Breaking down the Broncos and Patriots |

Breaking down the Broncos and Patriots

Last week rumors rose that Peyton Manning may be targeted for the Jets’ vacant general manager position.
AP file photo | FR170458 AP

The AFC Championship Game on Sunday will not be Brady-Manning 17 (or XVII).

The previews of the game will all focus on the two. During the game, the cameras will be on them nonstop.

It’s a way to attract the casual fan, even though it’s the AFC Championship, and that is reason enough to watch the darn game. (Seriously, this is one of my favorite days of the year, both conference championship games.)

On a local note, this is all about Brady vs. Wade Phillips and the Broncos’ defense and Manning vs. Bill Belichick and the Patriots’ D.

Breaking it down.

Why the Broncos win

• Home-field advantage: Probably the biggest thing going for Denver, and it’s not without merit. Dating back to the AFL days, the Broncos own the Patriots at 5,180 feet, 20-9. Six of New England’s nine wins in The Centennial State came before the AFL-NFL merger.

The Patriots have won here three times since 1970 with Tim Tebow (2011), Danny Kanell (2003) and Brian Griese (2000) quarterbacking the Broncos. (Peyton Manning, at whatever capacity he is right now, and we’ll get to it, is still better than all three combined.)

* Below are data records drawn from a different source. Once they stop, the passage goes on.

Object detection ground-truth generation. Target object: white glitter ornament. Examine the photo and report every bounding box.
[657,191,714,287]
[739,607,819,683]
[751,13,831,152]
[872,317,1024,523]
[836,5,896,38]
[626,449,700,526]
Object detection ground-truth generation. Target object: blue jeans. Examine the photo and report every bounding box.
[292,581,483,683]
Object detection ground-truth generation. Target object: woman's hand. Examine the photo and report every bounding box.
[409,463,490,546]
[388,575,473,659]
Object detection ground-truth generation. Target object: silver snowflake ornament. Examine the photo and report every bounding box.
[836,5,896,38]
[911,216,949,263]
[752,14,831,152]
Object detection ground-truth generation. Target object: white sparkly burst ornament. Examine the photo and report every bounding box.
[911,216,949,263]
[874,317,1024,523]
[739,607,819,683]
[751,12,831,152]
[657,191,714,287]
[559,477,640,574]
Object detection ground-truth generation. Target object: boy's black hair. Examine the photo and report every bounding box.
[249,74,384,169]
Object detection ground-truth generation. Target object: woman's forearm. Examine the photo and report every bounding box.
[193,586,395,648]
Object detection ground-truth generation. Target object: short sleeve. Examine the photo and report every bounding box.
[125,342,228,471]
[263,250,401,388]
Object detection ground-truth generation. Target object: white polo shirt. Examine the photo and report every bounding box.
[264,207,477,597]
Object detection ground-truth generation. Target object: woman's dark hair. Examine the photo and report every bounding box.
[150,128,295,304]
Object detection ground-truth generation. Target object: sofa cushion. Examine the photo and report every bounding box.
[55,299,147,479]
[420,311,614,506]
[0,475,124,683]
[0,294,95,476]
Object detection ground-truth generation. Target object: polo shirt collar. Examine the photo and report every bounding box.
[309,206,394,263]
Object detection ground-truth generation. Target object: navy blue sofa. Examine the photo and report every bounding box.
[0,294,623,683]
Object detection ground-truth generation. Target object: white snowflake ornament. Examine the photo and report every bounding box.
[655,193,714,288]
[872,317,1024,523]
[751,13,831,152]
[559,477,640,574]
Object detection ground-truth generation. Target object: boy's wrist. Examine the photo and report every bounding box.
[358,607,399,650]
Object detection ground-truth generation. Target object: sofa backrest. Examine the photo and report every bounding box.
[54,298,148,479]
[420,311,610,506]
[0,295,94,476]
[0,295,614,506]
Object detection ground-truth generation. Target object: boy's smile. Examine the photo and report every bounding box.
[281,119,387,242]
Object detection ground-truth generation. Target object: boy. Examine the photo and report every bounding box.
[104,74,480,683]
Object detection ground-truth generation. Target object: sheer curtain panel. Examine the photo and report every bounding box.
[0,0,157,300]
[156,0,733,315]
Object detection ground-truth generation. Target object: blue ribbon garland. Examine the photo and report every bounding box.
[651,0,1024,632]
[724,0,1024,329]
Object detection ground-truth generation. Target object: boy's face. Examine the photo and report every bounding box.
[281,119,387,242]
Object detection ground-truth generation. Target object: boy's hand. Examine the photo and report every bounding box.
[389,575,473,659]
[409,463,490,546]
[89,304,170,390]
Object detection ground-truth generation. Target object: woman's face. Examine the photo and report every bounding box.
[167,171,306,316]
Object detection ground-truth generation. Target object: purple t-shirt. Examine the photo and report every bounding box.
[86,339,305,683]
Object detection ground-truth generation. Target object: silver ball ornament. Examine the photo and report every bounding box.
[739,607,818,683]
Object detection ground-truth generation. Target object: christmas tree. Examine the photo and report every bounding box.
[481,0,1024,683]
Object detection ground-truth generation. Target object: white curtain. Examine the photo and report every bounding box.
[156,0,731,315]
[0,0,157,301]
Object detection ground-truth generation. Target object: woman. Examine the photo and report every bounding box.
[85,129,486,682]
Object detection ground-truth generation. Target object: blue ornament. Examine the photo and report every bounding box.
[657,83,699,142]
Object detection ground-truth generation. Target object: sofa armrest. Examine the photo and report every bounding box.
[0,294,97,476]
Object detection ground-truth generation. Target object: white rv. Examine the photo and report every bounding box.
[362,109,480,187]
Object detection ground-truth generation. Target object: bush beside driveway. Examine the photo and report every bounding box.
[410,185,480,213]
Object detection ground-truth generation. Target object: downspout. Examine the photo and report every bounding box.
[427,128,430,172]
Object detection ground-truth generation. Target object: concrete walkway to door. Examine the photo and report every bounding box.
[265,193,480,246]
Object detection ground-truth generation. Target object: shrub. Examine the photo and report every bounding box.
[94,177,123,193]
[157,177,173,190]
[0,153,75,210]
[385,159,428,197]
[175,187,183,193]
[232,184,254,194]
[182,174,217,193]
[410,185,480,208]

Denver’s 3-0 against the Pats in the playoffs (1987, 2006 and 2014) in thin air. By contrast, New England has won the last five against the Broncos in Foxboro, and most of them haven’t been close.

To Broncos fans’ credit, Sports Authority Field at Mile High is loud and uncomfortable. Altitude is an undeniable factor, particularly for a team that likes to play up-tempo. And bad things happen to the Patriots here. (That last one is an intangible, but there’s too much history to contest it.)

• The Broncos have the defense. The way to beat The Brady, er, the Patriots is to knock him on his rear end. Pressure him, upset his timing or force him to move out of the pocket. Denver can do all of these things.

You saw what happened last week with turnovers. Pittsburgh fumbled in the fourth quarter, the only turnover of the game, halting an impressive drive. The Broncos took the ball the other way for the game-clinching score.

Manning’s admitted himself, and rightly so, that the Denver D is carrying the team. (By the way, bravo to defensive coordinator Wade Phillips. Terrible head coach, but a brilliant coordinator — he’s been terrific in his latest stint in Denver.) This defense can make the plays that change a game.

• Is this Peyton’s year? I’m a big believer in sports karma. Sports are weird, and the teams you expect to win don’t always win. Remember the 1996 Broncos, who lost to Jacksonville in the Divisional Round? That still burns Broncos fans. John Elway said that that was the lowest point of his career, which to that point included three Super Bowl losses.

Manning carried the Indianapolis Colts forever, only winning the whole thing once. He’s been great for about two-and-a-half years of his four seasons here. Wouldn’t it be ironic were he to win when he isn’t in the prime of his powers?

Why the Patriots win

• The Broncos can’t outscore New England, by which I mean Denver’s offense really shouldn’t scare anyone. The Broncos’ first two possessions last week started deep in Pittsburgh territory because of a good punt return and a bad punt. Denver got two field goals, instead of touchdowns.

Field goals won’t do it against New England. The Pats average 28.9 points per game.

And this brings us to the $64,000 question again. What can Manning do?

Against San Diego in Week 17 and against Pittsburgh on Sunday, it wasn’t like he was lighting it up. Even with his receivers playing hot potato with the ball, Manning has not demonstrated an ability to go deep.

Denver’s longest passing play was 34 yards, a gain achieved by Manning falling down to avoid the Steelers’ rush and not getting touched. The Steelers thought the play was over and stopped playing. That does not inspire.

• Evil Lord Hoodie … If the Broncos are playing any other team, they’d be favored. Yet Belichick always seems to cook something up for Manning. There’s no one who knows Manning better.

Brady has an 11-5 record against Manning, which is deceiving and not deceiving. It’s not a fair reflection on Manning as there were times his Colts were outmatched. At the same time, the constant for Manning, with the Colts and the Broncos, has been Darth Belichick.

• The Pats are healthy. Brady looks fresher after a bye week. Rob Gronkowski rampaged against the Chiefs. Julian Edelman is back in the lineup. (And Broncos corner back Chris Harris is not at full health for that matchup.) And, oh yeah, when the Broncos beat New England, 30-24, earlier this season, the Patriots didn’t have Danny Amendola.

The verdict

The Patriots do what they do this time of year and advance with a 31-20 win.